Consider Bankruptcy Alternatives before you file
Most folks who have tons of bills and are drowning in debt always think about filing bankruptcy as an option. For those folks who have been laid off or went through a divorce find themselves in being behind on their bills and feel extremely discouraged on how they can ever catch up. They figure that they already ruined their credit so why not just file bankruptcy and get a fresh start. There are many advantages in filing bankruptcy and getting a fresh start but there are also bankruptcy alternatives a consumer can take to avoid bankruptcy as well.
Exempt from Bankruptcy
Bankruptcy will not discharge student loans, tax liens, government fines, and income taxes. Bankruptcy will discharge credit card debt, auto loans, auto leases, mortgages, apartment leases, home leases, business debt, and judgments.

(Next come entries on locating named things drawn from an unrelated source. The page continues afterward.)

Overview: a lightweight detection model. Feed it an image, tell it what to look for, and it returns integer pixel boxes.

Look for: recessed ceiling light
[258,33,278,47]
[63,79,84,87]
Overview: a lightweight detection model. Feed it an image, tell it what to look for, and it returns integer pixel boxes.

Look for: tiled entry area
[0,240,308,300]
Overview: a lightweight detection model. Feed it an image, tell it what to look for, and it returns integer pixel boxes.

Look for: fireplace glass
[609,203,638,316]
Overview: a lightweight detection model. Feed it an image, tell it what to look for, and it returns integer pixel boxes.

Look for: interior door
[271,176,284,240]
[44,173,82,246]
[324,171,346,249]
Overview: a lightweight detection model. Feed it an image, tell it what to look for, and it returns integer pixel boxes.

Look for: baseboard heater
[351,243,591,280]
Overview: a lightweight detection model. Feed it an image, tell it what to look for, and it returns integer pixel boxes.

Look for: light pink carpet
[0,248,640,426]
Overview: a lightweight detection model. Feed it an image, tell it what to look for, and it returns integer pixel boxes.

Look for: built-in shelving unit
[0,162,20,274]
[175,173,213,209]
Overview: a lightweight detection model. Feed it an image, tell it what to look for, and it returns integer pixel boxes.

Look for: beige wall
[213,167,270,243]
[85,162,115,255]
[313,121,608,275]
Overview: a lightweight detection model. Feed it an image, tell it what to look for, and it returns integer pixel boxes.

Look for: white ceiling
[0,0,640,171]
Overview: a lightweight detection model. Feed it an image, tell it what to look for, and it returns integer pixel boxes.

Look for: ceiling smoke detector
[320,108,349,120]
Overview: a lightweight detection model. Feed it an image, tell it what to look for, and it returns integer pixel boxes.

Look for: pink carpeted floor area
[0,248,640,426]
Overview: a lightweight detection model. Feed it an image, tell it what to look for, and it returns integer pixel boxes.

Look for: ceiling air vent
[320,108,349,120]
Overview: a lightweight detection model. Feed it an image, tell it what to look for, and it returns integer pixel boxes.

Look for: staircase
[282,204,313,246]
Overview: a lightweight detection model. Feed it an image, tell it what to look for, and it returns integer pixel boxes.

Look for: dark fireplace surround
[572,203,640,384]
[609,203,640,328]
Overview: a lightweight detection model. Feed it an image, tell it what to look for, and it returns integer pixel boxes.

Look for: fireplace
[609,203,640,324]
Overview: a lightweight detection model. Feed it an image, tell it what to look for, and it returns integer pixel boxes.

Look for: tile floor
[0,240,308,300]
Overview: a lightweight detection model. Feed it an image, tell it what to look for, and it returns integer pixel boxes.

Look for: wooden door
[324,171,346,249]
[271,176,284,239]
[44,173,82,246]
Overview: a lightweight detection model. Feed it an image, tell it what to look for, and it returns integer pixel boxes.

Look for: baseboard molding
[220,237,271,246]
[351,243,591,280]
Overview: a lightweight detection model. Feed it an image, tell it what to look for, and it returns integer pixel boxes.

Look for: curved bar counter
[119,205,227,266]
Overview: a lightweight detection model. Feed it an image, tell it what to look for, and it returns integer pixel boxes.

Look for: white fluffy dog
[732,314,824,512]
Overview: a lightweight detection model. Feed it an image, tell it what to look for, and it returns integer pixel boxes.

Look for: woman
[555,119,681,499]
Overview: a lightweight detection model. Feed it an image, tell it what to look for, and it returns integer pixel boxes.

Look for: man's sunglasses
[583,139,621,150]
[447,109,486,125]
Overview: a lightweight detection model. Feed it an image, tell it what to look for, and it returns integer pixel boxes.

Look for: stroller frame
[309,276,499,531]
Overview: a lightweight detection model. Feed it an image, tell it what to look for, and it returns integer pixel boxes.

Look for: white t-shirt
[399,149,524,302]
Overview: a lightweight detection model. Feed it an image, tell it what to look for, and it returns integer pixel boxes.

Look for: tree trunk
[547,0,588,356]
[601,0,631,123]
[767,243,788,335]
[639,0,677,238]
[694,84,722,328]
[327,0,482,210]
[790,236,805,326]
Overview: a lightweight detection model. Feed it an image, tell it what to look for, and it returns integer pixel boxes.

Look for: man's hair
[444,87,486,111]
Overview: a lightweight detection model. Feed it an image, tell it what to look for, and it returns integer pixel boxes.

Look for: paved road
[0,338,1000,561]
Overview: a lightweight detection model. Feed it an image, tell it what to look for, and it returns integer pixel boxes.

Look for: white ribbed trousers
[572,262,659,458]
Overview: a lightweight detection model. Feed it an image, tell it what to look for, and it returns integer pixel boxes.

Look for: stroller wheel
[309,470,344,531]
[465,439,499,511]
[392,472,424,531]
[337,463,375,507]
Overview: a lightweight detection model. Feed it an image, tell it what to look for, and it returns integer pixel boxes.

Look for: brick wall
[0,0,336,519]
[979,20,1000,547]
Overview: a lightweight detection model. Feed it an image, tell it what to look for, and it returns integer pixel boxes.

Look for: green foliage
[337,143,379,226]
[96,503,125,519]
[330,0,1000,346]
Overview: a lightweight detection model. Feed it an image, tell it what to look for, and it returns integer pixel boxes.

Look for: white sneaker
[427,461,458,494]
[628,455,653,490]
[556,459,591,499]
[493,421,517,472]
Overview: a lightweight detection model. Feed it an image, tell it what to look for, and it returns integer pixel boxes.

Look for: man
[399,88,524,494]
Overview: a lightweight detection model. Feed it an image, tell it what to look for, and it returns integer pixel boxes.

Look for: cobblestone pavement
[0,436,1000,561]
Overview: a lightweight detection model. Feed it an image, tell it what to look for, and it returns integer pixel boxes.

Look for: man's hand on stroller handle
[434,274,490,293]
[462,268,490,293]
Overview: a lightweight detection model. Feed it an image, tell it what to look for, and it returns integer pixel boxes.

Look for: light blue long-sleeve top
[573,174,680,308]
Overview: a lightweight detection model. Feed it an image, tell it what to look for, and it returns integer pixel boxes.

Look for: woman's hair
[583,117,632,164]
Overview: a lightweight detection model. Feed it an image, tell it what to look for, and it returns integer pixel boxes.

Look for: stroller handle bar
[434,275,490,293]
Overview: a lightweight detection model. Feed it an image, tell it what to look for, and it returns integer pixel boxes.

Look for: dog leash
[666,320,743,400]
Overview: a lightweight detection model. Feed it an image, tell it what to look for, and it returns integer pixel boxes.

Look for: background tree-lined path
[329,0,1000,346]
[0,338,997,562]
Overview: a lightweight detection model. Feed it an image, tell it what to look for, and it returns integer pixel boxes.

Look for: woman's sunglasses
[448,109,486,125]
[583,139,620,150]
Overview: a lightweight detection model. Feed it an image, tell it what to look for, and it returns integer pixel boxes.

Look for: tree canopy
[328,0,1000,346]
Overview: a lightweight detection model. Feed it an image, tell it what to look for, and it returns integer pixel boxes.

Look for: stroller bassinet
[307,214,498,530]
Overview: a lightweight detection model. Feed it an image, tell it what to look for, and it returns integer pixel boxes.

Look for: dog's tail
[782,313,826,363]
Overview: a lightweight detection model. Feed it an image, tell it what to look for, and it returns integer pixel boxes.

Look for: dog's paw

Negotiation with creditors as Bankruptcy Alternatives
Some bankruptcy alternatives include negotiating with your creditor on a payment plan and see if they can discount your total debt. For example, if you owe $1,000 on a credit card, see if they can reduce the $1,000 to $500 and settle with you. See if they can freeze the interest they are charging you until you can have the debt paid off. If you are behind on your mortgage, contact your mortgage lender and see if they can offer you a forbearance until you get back on your feet. Many mortgage lenders do not want your house and some will even put the balance you are behind to the back of your mortgage loan.
Some Bankruptcy Alternatives
If you have a high car payment, see if you can surrender your car and see if they will not go after you for the deficiency. You should consider the pros and cons when deciding whether to file bankruptcy or not. There are bankruptcy alternatives that you should explore. I have seen many people file bankruptcy with debts as low as $5,000.
How long will bankruptcy stay on my credit report?
Bankruptcy stays on your personal credit report for 10 years. You will have a very difficult time to get new credit after filing bankruptcy. There is a two year waiting period for mortgage loans after the date of a bankruptcy discharge if you want to apply for a home loan. A bankruptcy will easily drop your credit scores by more than 100 points. If you can worki things out with your creditors, your credit scores will still suffer but over time, it will go back up. Negotiating with your creditors is a great bankruptcy alternatives where the negative credit impact will be less than a personal Chapter 7 bankruptcy.
There are cases where there are no bankruptcy alternatives. For example, if you have a judgment for millions of dollars and you know that you can never pay that judgment, bankruptcy might be your only way out. If the judgment was filed years ago, you might want to gamble on waiting out the statute of limitations on that particular judgment which is normally ten years.
I strongly recommend that you weigh the pros and cons in filing bankruptcy. Research on bankruptcy alternatives and see if there are solutions for you to avoid it. If your debts are primarily student loans, tax liens, and government collections, then you might want to reconsider filing bankruptcy.